Le patriotisme de Jeanne Darc est d’autant plus admirable qu’elle n’ignorait pas les exécrables machinations tramées autour d’elle, et par deux fois, ainsi que vous le verrez, chers lecteurs, elle fut sur le point d’abandonner à ses destinées Charles VII, ce misérable roi dont la crasse insouciance et la lâcheté indignaient la grande âme de la guerrière ; mais, guidée par son excellent bon sens, elle comprenait qu’à cette époque le roi c’était la France, et, abreuvée de dégoûts, entourée d’ennemis déclarés ou cachés, tremblant, à chaque pas de la voie glorieuse qu’elle poursuivait, de tomber dans un piége ténébreux, l’héroïne plébéienne accomplit sa tâche avec un invincible dévouement au pays, jusqu’au jour où, trahie devant Compiègne, elle fut livrée aux Anglais. Les preuves, les causes de cette abominable trahison, les voici ; elles sont claires et nettes :

« Ladite Pucelle fut trahie et baillée aux Anglais devant Compiègne par félonie. » (Thomassin, Registre delphinal, c. XIII.)

«… Jehanne fut prinse (prise), et ce firent faire par envie les capitaines de France, pource que, si aucuns faictz d’armesse faisoyent, la renommée disoit par tout le monde que la Pucelle les avoit faictz. » (Chronique de Normandie, c. y.)
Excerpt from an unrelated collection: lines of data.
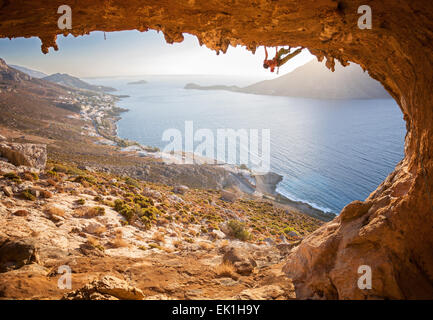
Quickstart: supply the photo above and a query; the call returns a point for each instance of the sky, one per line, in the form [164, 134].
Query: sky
[134, 53]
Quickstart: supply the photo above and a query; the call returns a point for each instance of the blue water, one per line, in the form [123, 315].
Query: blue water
[329, 152]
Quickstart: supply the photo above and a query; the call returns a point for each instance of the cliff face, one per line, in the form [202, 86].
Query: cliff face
[391, 230]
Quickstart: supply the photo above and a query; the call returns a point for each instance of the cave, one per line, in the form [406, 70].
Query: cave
[391, 231]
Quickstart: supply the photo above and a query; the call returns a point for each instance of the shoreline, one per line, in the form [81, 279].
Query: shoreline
[104, 120]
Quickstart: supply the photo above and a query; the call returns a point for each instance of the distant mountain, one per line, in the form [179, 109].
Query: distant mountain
[313, 80]
[30, 72]
[76, 83]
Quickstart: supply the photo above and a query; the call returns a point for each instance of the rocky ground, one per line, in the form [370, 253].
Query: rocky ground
[124, 238]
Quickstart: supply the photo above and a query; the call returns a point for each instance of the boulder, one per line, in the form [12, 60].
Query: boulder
[180, 189]
[25, 154]
[269, 292]
[241, 259]
[16, 253]
[7, 191]
[218, 234]
[107, 288]
[228, 196]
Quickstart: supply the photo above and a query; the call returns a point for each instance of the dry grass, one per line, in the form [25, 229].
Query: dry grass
[225, 269]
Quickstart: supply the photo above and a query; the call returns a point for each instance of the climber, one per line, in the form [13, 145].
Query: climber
[278, 61]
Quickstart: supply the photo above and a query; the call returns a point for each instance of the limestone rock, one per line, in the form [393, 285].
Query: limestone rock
[228, 196]
[7, 191]
[15, 253]
[242, 260]
[218, 234]
[25, 154]
[107, 288]
[394, 236]
[180, 189]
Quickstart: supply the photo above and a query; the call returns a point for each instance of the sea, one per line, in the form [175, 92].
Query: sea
[329, 152]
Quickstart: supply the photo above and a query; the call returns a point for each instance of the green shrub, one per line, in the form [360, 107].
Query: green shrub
[82, 178]
[131, 182]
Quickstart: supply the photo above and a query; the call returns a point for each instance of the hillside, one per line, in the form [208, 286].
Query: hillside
[313, 80]
[74, 82]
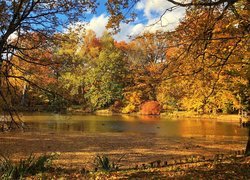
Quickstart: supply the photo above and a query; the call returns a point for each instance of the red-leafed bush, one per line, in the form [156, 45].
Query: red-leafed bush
[151, 108]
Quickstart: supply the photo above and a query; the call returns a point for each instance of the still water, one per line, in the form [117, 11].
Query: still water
[132, 124]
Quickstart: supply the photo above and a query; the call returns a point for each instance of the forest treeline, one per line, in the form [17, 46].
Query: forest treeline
[201, 66]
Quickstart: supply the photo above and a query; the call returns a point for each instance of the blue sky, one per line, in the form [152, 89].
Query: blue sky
[149, 12]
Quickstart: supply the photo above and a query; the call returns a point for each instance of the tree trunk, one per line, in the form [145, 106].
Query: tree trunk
[247, 151]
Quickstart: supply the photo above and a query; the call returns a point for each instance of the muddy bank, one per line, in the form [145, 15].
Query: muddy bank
[79, 149]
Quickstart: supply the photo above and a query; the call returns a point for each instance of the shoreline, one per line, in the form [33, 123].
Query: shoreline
[78, 150]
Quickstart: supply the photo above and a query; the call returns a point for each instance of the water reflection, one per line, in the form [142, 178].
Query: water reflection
[134, 124]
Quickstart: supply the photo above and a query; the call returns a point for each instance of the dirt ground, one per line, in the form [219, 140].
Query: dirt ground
[78, 150]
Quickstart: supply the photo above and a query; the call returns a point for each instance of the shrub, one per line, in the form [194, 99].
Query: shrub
[150, 108]
[31, 165]
[129, 109]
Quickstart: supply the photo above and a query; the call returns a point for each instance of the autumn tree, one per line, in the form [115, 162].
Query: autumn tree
[19, 18]
[104, 78]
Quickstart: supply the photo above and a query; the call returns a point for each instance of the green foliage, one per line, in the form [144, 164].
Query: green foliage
[150, 108]
[103, 163]
[31, 165]
[103, 80]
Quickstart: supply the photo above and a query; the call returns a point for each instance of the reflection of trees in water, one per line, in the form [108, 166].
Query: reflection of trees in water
[247, 152]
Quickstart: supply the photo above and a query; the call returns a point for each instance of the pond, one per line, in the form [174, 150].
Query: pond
[163, 126]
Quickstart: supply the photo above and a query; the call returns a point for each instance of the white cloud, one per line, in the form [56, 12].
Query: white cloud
[153, 11]
[97, 24]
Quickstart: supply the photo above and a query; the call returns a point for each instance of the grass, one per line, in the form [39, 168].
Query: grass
[29, 166]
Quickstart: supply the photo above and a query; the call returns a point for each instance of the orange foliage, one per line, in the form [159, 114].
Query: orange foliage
[151, 108]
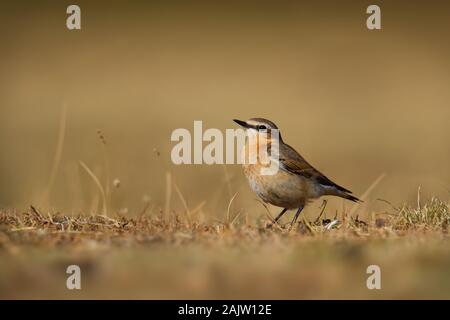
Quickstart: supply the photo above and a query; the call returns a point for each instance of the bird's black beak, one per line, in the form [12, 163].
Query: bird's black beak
[242, 123]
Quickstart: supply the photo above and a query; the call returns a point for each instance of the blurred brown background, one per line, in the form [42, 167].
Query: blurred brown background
[356, 103]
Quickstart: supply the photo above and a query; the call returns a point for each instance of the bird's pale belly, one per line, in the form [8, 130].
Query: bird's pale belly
[282, 189]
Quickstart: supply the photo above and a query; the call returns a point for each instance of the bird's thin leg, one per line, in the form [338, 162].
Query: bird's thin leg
[296, 215]
[280, 215]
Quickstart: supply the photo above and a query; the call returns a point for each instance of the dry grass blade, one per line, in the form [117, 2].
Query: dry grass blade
[229, 207]
[97, 183]
[58, 154]
[168, 193]
[183, 201]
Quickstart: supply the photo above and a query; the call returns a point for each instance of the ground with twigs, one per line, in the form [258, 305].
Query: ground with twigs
[154, 256]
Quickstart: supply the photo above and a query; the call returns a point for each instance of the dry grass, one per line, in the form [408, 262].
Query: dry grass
[153, 256]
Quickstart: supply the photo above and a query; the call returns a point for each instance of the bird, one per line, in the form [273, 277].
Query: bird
[295, 183]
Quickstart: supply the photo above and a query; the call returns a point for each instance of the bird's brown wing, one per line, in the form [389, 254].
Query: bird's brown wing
[293, 162]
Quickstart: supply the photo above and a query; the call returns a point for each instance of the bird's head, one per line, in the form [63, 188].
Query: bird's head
[260, 128]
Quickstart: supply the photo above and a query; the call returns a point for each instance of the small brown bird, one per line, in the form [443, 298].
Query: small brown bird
[295, 183]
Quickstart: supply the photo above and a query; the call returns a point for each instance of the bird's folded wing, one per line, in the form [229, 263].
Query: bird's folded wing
[293, 162]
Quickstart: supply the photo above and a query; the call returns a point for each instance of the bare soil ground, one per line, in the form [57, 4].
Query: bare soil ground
[157, 257]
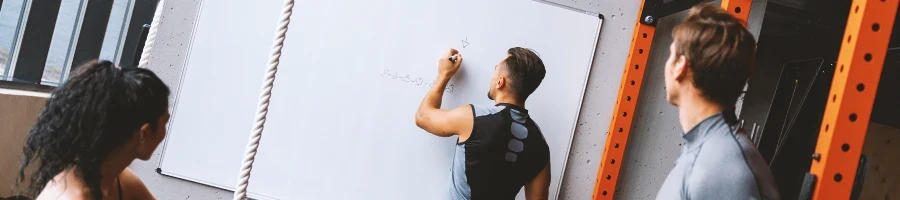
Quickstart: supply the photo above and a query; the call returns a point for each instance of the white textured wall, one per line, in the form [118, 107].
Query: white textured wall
[651, 148]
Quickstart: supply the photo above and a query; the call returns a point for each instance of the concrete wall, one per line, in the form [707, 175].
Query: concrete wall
[655, 140]
[649, 156]
[18, 111]
[882, 148]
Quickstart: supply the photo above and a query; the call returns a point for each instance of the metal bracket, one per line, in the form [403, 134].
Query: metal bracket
[655, 9]
[861, 172]
[809, 184]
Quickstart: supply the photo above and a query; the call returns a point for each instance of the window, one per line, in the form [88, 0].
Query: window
[116, 30]
[82, 30]
[62, 45]
[11, 14]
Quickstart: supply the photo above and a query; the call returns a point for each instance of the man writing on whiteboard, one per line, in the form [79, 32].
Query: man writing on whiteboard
[499, 148]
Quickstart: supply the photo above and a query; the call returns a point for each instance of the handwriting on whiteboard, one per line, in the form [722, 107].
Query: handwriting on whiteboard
[465, 42]
[417, 81]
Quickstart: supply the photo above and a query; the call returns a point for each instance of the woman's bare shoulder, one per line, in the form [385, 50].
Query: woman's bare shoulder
[63, 186]
[133, 187]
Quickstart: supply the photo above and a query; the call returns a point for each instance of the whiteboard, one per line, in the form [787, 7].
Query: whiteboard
[341, 119]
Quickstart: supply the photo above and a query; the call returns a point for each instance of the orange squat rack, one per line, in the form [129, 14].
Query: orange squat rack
[852, 94]
[629, 89]
[846, 116]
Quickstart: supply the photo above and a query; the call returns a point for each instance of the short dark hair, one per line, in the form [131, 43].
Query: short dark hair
[86, 118]
[719, 51]
[526, 71]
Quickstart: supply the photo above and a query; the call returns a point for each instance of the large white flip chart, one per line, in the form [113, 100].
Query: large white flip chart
[341, 118]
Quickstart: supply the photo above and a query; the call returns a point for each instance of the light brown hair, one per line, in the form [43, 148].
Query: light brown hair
[719, 51]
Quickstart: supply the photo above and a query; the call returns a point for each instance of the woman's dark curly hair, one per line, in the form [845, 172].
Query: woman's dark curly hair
[86, 118]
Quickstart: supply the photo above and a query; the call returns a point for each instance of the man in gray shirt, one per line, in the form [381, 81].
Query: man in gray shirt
[709, 63]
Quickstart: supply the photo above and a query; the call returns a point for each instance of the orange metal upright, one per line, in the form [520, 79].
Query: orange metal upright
[629, 88]
[739, 8]
[853, 89]
[622, 114]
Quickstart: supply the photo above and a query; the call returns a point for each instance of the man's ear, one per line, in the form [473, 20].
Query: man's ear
[680, 69]
[144, 133]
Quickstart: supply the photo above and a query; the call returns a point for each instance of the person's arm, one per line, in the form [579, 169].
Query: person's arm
[443, 122]
[539, 186]
[133, 187]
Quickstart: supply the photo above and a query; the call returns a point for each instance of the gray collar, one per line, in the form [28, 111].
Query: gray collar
[697, 135]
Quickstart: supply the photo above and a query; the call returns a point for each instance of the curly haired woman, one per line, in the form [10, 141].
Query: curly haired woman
[91, 129]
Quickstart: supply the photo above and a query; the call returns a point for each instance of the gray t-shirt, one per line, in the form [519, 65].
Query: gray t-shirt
[718, 163]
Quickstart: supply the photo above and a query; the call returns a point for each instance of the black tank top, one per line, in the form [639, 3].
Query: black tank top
[505, 151]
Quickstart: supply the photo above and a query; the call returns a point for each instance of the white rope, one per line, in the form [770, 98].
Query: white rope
[240, 191]
[151, 36]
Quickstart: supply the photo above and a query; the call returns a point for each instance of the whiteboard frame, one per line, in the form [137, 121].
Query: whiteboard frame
[186, 62]
[587, 75]
[252, 195]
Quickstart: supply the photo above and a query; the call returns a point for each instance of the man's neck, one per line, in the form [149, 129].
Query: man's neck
[509, 100]
[693, 109]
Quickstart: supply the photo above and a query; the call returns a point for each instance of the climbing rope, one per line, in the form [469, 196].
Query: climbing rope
[240, 192]
[151, 36]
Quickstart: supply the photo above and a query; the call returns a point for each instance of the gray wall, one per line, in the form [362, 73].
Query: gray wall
[651, 151]
[17, 113]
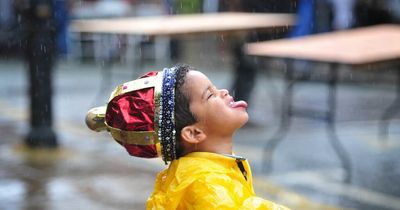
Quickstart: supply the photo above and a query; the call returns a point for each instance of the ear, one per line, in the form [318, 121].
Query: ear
[192, 134]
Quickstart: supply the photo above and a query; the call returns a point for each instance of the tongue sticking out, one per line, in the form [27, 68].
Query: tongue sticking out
[237, 104]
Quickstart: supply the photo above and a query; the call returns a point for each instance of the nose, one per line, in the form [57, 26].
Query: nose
[224, 92]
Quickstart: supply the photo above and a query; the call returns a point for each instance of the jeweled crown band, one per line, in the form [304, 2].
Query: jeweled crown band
[166, 132]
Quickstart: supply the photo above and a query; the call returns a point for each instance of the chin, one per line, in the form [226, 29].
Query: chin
[244, 120]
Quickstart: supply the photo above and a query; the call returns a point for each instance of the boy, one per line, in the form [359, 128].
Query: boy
[180, 115]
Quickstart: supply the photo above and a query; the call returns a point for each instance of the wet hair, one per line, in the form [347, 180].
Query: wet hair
[183, 115]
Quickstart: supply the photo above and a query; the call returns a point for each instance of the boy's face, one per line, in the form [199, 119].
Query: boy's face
[216, 111]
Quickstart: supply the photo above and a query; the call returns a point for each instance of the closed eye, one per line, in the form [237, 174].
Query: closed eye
[210, 96]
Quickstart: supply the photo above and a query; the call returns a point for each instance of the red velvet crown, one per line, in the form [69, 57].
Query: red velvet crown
[132, 114]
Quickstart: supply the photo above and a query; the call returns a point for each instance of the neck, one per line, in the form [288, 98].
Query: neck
[216, 145]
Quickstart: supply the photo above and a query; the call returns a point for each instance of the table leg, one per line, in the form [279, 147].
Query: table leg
[107, 63]
[391, 111]
[334, 140]
[285, 120]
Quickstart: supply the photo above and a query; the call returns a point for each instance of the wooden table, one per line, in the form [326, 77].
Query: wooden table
[355, 48]
[185, 24]
[181, 25]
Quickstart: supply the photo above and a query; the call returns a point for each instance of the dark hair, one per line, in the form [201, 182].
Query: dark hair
[183, 115]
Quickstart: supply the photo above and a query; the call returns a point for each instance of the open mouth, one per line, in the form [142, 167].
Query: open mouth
[238, 104]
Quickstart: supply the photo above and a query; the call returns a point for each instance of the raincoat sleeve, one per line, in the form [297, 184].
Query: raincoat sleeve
[221, 192]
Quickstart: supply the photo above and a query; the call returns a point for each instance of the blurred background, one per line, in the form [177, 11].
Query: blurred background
[50, 76]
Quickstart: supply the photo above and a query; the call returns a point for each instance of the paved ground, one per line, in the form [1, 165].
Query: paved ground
[90, 171]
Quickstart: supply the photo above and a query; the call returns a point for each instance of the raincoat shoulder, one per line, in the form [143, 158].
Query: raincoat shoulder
[195, 182]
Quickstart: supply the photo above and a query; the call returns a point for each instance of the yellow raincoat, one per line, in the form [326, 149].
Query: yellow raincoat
[203, 180]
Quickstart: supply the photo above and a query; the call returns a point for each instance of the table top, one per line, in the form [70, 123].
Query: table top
[355, 46]
[184, 24]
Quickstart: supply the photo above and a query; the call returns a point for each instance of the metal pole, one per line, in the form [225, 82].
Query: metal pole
[40, 51]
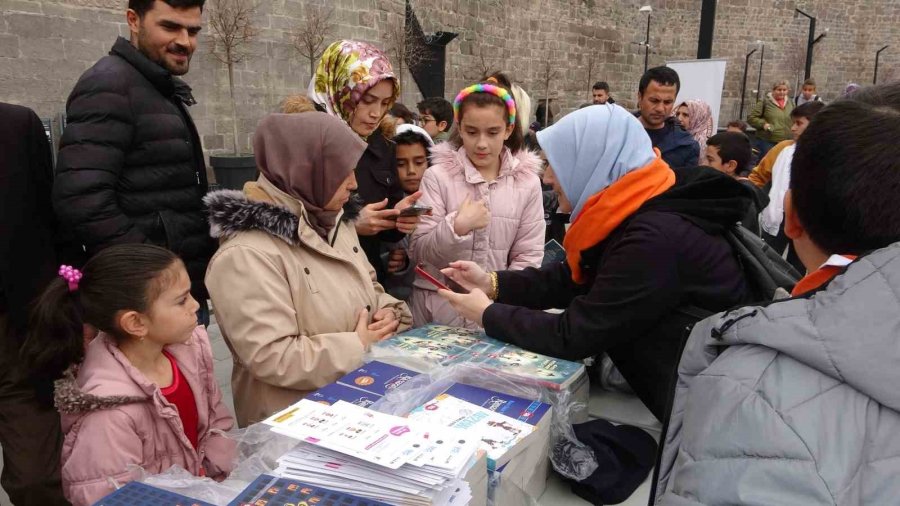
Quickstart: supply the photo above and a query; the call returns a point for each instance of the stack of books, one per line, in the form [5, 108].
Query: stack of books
[425, 347]
[373, 455]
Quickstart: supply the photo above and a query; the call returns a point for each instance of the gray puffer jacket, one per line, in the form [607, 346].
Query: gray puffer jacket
[794, 403]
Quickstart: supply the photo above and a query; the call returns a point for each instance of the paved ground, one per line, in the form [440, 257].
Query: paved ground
[557, 493]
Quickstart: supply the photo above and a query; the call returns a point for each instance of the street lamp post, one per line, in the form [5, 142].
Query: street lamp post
[744, 81]
[762, 55]
[811, 41]
[648, 9]
[877, 56]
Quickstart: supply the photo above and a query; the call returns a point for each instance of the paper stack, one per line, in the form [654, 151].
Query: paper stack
[374, 455]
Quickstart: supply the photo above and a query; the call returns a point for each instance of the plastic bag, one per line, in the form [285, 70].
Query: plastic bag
[424, 387]
[258, 449]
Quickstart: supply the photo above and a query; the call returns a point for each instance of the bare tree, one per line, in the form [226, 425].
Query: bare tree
[232, 27]
[400, 44]
[549, 76]
[590, 69]
[312, 33]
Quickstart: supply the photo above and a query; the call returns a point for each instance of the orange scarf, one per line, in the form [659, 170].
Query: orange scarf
[608, 208]
[818, 278]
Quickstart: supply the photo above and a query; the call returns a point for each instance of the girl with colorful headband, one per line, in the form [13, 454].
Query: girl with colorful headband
[485, 197]
[355, 82]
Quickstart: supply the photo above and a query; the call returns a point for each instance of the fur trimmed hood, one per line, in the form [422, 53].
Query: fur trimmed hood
[515, 165]
[70, 399]
[231, 211]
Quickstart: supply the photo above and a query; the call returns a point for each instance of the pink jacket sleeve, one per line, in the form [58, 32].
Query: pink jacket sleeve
[528, 248]
[91, 467]
[218, 451]
[434, 241]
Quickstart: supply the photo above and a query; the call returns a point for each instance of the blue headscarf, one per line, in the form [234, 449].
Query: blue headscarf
[592, 148]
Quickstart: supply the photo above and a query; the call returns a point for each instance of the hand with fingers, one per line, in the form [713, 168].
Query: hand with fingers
[470, 306]
[383, 325]
[468, 275]
[471, 215]
[407, 224]
[374, 218]
[397, 261]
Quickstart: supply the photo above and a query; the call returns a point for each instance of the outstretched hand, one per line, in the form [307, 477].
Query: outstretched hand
[470, 306]
[468, 275]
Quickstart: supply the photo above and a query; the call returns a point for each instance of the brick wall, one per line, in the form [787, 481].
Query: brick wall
[46, 44]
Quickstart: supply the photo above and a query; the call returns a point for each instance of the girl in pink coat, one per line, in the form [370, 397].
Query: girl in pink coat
[485, 196]
[144, 393]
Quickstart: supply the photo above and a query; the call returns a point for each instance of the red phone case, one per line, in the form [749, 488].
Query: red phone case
[431, 279]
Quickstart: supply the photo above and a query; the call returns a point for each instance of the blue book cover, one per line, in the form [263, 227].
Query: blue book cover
[377, 378]
[136, 493]
[271, 491]
[329, 394]
[524, 410]
[553, 253]
[438, 344]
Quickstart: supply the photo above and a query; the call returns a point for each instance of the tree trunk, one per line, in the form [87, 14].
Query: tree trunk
[233, 107]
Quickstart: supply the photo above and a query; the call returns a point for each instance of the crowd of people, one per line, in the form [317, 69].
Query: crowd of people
[109, 261]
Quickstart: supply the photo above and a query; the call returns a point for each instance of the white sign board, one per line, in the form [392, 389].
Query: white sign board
[701, 80]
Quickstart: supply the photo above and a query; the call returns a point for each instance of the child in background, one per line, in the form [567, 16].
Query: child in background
[413, 144]
[436, 117]
[142, 393]
[730, 152]
[485, 195]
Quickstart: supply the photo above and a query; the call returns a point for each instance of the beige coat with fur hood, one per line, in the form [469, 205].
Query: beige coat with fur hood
[286, 300]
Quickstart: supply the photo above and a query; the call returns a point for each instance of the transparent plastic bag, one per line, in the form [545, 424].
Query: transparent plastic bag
[575, 462]
[258, 449]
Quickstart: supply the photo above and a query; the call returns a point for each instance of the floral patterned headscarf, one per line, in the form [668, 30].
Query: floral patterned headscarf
[346, 71]
[700, 119]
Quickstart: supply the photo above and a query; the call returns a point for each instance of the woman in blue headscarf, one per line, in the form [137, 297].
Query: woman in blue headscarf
[644, 242]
«… Ladite Pucelle ung bien matin, fist dire messe à Saint-Jacques puis se retira près d’ung des pilliers de l’église, et dit à plusieurs bonnes gens de la ville de Compiègne qui étoient là (et il y avoit cent ou six-vingts petits enfants qui moult (beaucoup) desiroyent à la voir) : Mes amis, je vous signifie que l’on m’a vendue et trahie, et que de brief, je serai mise à mort… » (Mirouër des femmes vertueuses. Ap. J. Quicherat, t. IV, p. 272.)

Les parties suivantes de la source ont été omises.